The immediate measures Australia and New Zealand are taking are vital and won’t have a significant impact on the budgets of either nation. They are sensible and will be supported by the electorate.

The real challenge is going to come when the full impact of the virus on Pacific economies and communities becomes clearer. That may not be for many months, and it will vary from country to country.

The Australian government should use this period to carry out a comprehensive review of the step-up program so that it’s not just about enhancing our regional engagement and countering China’s influence but also about rebuilding economies and communities in the long term.

That may require a significant shift in our development assistance programs so that they focus on restoring the small business and agricultural sectors; industries that have been ravaged by the shutting of international borders, including tourism and hospitality; and areas affected by the closure of schools, colleges and universities.

The government needs to consult widely with those in the Australian community who have a history of engagement with the region, such as business groups, churches, schools and universities, and major investors, such as mining companies, banks and the IT sector.

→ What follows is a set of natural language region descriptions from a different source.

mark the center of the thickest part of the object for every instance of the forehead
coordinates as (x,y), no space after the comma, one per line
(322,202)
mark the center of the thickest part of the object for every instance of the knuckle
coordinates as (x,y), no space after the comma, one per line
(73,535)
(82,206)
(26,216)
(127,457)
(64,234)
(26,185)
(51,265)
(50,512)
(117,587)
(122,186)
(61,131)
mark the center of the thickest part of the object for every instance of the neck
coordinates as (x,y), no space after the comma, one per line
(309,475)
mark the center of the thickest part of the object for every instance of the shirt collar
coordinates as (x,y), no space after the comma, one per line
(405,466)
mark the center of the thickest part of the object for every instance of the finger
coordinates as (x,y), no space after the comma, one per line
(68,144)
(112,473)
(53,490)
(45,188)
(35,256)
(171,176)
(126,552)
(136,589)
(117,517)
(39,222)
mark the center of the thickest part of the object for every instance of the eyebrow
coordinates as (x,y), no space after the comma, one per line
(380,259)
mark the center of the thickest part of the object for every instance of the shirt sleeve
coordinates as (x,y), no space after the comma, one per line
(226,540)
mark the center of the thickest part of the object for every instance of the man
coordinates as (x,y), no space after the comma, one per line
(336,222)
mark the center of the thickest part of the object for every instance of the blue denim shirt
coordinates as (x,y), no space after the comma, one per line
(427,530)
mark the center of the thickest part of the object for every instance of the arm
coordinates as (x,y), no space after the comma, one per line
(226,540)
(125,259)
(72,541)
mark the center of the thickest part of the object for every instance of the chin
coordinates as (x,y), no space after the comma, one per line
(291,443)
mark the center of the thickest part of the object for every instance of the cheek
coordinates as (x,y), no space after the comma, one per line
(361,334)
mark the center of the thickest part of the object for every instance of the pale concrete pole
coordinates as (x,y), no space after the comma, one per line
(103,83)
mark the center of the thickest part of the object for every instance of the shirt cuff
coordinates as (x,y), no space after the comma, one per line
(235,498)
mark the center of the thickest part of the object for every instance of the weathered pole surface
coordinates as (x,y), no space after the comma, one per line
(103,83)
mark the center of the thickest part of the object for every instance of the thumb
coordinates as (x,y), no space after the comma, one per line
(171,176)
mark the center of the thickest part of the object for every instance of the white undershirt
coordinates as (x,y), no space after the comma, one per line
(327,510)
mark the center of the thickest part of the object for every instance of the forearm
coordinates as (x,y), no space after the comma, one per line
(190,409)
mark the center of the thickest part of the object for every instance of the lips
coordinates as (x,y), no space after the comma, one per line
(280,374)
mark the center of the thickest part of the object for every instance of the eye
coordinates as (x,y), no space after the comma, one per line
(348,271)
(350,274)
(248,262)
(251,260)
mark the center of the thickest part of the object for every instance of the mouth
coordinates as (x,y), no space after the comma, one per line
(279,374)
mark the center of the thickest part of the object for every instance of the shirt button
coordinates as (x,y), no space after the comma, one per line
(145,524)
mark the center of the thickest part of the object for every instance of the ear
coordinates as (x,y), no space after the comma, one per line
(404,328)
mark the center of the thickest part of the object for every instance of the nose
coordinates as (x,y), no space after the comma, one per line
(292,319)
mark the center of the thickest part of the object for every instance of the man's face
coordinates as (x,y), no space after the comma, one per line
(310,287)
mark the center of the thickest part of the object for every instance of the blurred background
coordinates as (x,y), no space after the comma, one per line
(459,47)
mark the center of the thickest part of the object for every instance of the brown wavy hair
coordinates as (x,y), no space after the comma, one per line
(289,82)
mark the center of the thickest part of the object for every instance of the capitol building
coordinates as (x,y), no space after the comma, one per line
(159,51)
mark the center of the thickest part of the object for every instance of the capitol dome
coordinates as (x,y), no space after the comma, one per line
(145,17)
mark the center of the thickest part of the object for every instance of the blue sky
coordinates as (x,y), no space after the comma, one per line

The needs of Pacific nations are going to vary greatly. Identifying what Australia is best capable of delivering is a challenge in itself.

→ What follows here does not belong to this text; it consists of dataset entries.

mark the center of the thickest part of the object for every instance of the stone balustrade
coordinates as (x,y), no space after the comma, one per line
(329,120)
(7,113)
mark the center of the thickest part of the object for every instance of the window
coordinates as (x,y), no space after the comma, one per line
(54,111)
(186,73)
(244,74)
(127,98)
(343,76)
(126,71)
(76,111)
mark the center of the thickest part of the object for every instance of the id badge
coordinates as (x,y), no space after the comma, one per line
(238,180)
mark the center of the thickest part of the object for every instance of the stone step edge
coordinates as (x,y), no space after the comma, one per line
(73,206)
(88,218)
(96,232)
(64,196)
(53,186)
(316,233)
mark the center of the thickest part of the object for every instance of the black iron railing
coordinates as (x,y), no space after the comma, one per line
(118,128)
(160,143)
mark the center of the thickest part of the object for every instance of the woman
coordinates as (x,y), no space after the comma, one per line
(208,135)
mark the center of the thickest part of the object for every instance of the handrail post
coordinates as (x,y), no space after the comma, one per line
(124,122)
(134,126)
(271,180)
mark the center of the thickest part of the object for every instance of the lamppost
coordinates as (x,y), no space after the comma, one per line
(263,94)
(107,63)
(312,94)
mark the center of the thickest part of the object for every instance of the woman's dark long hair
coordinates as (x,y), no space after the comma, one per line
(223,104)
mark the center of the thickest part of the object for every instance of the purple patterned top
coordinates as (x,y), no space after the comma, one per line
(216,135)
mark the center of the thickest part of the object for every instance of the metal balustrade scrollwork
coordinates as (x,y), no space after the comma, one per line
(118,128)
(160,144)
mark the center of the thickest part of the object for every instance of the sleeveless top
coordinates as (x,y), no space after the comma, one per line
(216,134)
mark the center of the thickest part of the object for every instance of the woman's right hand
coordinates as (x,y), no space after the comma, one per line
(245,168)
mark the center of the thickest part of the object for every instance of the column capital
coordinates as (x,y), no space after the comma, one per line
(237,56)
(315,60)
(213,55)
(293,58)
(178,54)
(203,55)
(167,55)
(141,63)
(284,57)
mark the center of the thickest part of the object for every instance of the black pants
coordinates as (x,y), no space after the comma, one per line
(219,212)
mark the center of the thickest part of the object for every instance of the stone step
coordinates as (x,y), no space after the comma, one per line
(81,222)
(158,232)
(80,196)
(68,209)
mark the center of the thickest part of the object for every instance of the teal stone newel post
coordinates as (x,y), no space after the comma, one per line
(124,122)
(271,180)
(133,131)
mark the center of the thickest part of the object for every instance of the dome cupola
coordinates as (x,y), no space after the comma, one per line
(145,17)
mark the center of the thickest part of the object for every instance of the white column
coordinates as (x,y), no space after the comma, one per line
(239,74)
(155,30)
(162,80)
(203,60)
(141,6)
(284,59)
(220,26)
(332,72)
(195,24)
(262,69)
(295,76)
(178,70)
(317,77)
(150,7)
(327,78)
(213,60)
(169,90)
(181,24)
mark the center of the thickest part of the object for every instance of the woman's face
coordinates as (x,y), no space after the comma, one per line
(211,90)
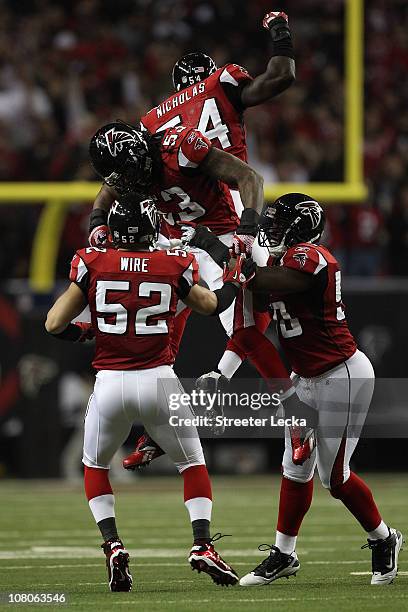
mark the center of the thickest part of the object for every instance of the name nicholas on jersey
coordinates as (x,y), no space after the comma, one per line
(134,264)
(179,99)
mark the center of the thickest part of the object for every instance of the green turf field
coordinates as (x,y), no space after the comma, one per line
(49,543)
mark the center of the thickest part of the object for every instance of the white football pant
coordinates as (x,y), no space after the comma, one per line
(342,398)
(122,397)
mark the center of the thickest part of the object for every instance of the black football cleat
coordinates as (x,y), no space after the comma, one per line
(384,557)
(146,451)
(117,563)
(277,565)
(204,558)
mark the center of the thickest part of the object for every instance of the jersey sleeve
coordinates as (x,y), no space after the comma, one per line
(79,273)
(188,278)
(233,79)
(304,258)
(193,149)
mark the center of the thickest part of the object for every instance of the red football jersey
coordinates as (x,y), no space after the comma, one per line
(184,193)
(132,296)
(212,106)
(312,326)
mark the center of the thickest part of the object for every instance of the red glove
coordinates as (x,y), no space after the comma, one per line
(87,331)
(269,17)
(242,273)
(99,236)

In making that assessment, we will have to look hard at what China is doing, and planning to do.

We will also need to take account of assessments and actions by international agencies such as the International Monetary Fund and the World Bank as they examine PNG’s precarious fiscal and economic position.

We can help the island nations and their people most if we put maximum effort into combining economic support with social assistance, especially in education and healthcare.

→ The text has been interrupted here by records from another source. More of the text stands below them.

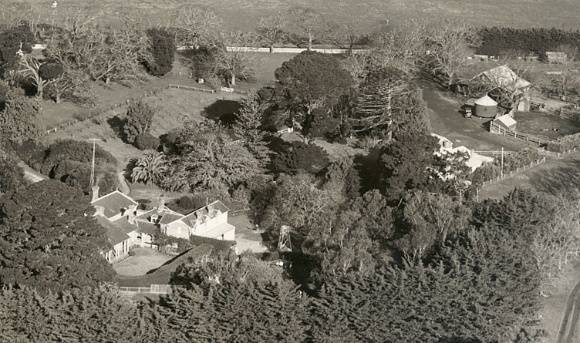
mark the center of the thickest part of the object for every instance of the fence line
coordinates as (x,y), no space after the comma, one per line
(152,289)
(191,88)
(556,155)
(495,128)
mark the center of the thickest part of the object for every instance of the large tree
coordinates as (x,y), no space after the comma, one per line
(308,23)
(89,314)
(162,46)
(208,158)
(235,299)
(271,29)
(449,44)
(235,64)
(11,175)
(403,164)
(249,128)
(103,54)
(18,120)
(308,81)
(152,167)
(138,121)
(50,240)
(198,26)
(295,157)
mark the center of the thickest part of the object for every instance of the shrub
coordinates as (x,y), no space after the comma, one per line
(204,62)
(50,71)
(163,51)
(146,141)
(138,121)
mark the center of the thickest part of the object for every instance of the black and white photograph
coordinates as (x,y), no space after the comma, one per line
(299,171)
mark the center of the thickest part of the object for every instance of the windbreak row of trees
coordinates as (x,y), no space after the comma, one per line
(477,280)
(497,41)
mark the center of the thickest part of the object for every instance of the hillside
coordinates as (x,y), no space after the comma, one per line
(243,14)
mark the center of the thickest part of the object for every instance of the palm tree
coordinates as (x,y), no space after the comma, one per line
(152,167)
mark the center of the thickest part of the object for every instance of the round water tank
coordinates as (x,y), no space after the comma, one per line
(485,107)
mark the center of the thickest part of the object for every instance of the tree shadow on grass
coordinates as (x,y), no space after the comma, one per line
(560,180)
(223,111)
(116,124)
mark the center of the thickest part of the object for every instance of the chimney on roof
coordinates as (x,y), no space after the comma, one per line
(131,214)
(95,193)
(161,205)
(99,211)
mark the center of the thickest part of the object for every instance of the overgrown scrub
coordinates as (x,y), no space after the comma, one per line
(162,46)
(512,162)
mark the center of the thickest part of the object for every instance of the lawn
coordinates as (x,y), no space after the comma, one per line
(543,124)
(447,121)
(244,14)
(144,260)
(556,176)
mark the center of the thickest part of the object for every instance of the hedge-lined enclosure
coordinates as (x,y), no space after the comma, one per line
(496,41)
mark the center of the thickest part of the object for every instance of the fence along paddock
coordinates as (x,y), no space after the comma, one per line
(495,128)
(153,289)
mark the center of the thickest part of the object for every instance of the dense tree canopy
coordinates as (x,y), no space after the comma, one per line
(208,158)
(18,120)
(50,240)
(312,79)
(138,121)
(162,44)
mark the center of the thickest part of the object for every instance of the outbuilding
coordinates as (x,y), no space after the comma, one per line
(485,107)
(503,123)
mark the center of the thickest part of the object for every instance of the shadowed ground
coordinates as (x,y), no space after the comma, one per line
(554,177)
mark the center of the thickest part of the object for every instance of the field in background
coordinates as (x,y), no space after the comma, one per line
(244,14)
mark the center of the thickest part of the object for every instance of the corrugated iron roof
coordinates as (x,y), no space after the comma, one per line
(113,203)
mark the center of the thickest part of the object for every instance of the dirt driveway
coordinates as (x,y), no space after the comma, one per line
(447,121)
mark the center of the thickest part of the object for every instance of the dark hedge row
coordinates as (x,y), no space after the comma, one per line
(496,41)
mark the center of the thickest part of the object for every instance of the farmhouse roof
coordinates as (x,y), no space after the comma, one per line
(506,120)
(148,228)
(166,215)
(113,203)
(503,76)
(485,101)
(209,210)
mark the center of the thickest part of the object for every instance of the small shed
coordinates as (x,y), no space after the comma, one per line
(485,107)
(556,57)
(503,123)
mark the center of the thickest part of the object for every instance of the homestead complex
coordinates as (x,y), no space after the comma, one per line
(180,176)
(128,226)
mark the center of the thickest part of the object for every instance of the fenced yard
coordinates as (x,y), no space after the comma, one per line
(543,124)
(145,259)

Now, how can that best be done?

Drawing on my 40-plus years of engagement with PNG, and an association with the wider region, I urge the Australian government to bring together the businesses already operating in our region, the churches that already have direct engagement, and NGOs and community organisations that we know can deliver programs and projects efficiently and compassionately.

The response in PNG, for example, is going to have to be very different to that in Fiji, Vanuatu and Tonga. PNG is going to need long-term support to build infrastructure, to improve vital community services such as hospitals and health centres, and to develop small businesses and agriculture.

Clearly Fiji, Vanuatu, Cook Islands, Samoa and Tonga will need support to rebuild their tourism and hospitality sectors and small businesses. The needs of Timor-Leste will be different again.

Australia has enormous capacity in all these areas—and in the prevailing environment much of that is spare capacity. Harnessing that ought to be a high priority.

One clear option that’s open to Australia—and not to China—is to support the education of school and university students in Australia while capacity in individual countries is rebuilt.

Here, I draw on a personal experience. When the then PNG Prime Minister, Rabbie Namaliu, visited Australia in 1989, Prime Minister Bob Hawke asked him how the ‘people to people’ association might be enhanced.

It was agreed that, while PNG rebuilt its rundown high school system, Australia would fund up to 1,000 scholarships each year for high school students to attend public and private schools in Queensland and New South Wales.

The program lasted close to 10 years until it was terminated by both the Australian and PNG governments—a very short-sighted move.

Twenty years on, Australia is slowly introducing a similar, but considerably scaled-down, program. It should be accelerated, and expanded to include Pacific island nations in which education standards need improvement.

Expanding the program won’t just enhance our people-to-people engagement; it will also benefit struggling schools and universities in Australia.

The Pacific step-up is a good start at enhancing our regional engagement and helping to counter China’s growing influence. With the looming difficulties confronting our immediate region, Australia’s assistance needs to be stepped up even more.